Ogni docente – sottolinea la dirigente Maria Maggio – cura l’interazione con i propri studenti mediante tutti i canali telematici già utilizzati (mailing list, messaggistica istantanea, piattaforma moodle, altre classi virtuali già predisposte), per fornire stimoli per lo studio e l’approfondimento domestico e feedback sulle attività svolte”.

Piattaforme da testare e supporto costante

Si cercano anche nuove strade: “Gli esperti informatici, che da tempo integrano la didattica in presenza con attività telematiche, sono costantemente al lavoro per testare varie piattaforme e supportare i colleghi meno esperti”, spiega la dirigente.

I ragazzi – aggiunge – rispondono bene, partecipano, scaricano i materiali, svolgono i compiti assegnati e li restituiscono ai docenti. Anche la segreteria fa la sua parte, fornendo pressoché in tempo reale le credenziali di accesso al registro a chi le ha smarrite”.

Campagna di comunicazione in remoto, contro il Coronavirus 

Gli studenti stanno a casa, invitano a seguire il loro esempio. E sembra che questa situazione dia nuova linfa alla loro creatività.

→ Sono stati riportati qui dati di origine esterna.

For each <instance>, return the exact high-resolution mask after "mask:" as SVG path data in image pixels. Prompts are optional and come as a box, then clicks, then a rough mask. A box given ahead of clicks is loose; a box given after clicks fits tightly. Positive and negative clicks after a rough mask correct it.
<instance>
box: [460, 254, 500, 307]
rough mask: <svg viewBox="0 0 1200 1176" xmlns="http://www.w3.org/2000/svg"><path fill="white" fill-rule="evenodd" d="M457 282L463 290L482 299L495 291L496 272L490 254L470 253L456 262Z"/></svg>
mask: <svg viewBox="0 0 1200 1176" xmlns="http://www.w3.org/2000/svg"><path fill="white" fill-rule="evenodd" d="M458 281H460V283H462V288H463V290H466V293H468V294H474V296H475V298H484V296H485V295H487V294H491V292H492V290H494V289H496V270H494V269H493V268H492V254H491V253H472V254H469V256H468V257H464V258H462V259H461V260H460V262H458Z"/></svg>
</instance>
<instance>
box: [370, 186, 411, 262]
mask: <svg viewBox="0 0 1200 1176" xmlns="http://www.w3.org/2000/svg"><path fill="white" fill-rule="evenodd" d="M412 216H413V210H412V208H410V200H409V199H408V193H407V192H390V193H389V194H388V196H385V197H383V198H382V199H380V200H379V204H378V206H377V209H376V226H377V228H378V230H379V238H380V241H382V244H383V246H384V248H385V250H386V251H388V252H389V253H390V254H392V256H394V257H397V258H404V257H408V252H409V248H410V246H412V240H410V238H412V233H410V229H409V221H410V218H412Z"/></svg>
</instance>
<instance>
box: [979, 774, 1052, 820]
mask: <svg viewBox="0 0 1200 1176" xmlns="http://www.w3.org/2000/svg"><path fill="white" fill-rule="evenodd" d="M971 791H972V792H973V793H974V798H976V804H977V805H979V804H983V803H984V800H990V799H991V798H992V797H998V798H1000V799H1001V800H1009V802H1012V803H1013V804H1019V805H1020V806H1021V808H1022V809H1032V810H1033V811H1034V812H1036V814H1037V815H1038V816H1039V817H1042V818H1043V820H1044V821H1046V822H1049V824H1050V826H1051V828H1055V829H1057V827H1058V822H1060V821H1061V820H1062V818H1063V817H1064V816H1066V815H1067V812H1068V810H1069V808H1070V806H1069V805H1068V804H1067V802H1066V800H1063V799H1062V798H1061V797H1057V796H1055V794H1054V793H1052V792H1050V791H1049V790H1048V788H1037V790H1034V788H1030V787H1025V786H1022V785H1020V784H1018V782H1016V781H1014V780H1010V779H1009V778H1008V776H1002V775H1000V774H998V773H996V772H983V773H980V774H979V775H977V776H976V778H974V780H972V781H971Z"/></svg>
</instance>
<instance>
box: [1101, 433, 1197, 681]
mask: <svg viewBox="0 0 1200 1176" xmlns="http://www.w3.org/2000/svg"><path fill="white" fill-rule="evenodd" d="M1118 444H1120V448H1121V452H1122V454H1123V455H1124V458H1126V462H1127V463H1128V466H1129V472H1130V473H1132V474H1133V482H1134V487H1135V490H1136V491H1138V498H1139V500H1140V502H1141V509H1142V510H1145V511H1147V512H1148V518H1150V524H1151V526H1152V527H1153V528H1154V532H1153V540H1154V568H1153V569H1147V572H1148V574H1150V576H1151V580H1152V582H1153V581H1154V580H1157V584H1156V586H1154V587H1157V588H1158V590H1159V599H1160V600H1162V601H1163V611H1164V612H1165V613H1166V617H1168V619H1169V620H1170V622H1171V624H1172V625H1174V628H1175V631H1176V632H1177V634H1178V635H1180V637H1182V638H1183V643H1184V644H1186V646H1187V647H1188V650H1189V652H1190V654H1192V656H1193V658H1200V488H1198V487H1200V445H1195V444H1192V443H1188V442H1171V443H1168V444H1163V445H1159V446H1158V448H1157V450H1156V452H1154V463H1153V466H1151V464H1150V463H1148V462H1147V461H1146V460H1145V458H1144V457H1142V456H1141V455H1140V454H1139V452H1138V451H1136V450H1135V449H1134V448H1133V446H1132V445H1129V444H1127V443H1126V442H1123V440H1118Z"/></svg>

Gli allievi del settore Grafica e comunicazione, infatti, hanno realizzato in remoto una campagna per promuovere comportamenti responsabili e la stanno diffondendo su Facebook e Instagram. È il loro contributo a fare squadra, a non mollare, a essere responsabili perché tutti “pazienti”, come recita uno degli slogan. 

I punti deboli 

Tutta la scuola è impegnata perché questa pausa forzata non diventi perdita di tempo. Certo le difficoltà ci sono: “Purtroppo – aggiunge la dirigente – non sempre l’infrastruttura informatica ‘regge’: le videoconferenze si interrompono quando gli utenti collegati sono troppi e, probabilmente, il problema non è legato ai software specifici, ma alla qualità della connessione. Perciò si predilige la modalità asincrona, a scapito dell’interazione, o si usano canali non dedicati, ma che funzionano, come Youtube e Whatsapp“. 

E si guarda al futuro, al protrarsi di questa situazione che potrebbe aggiungere problemi alla valutazione: “Un tema da affrontare se la sospensione delle attività in presenza dovesse protrarsi a lungo è quello della valutazione. Ma per ora l’obiettivo è soprattutto far sì che i ragazzi continuino a percepire la scuola come il proprio habitat, sia pure virtuale, e l’apprendimento come il proprio compito essenziale”, conclude la dirigente.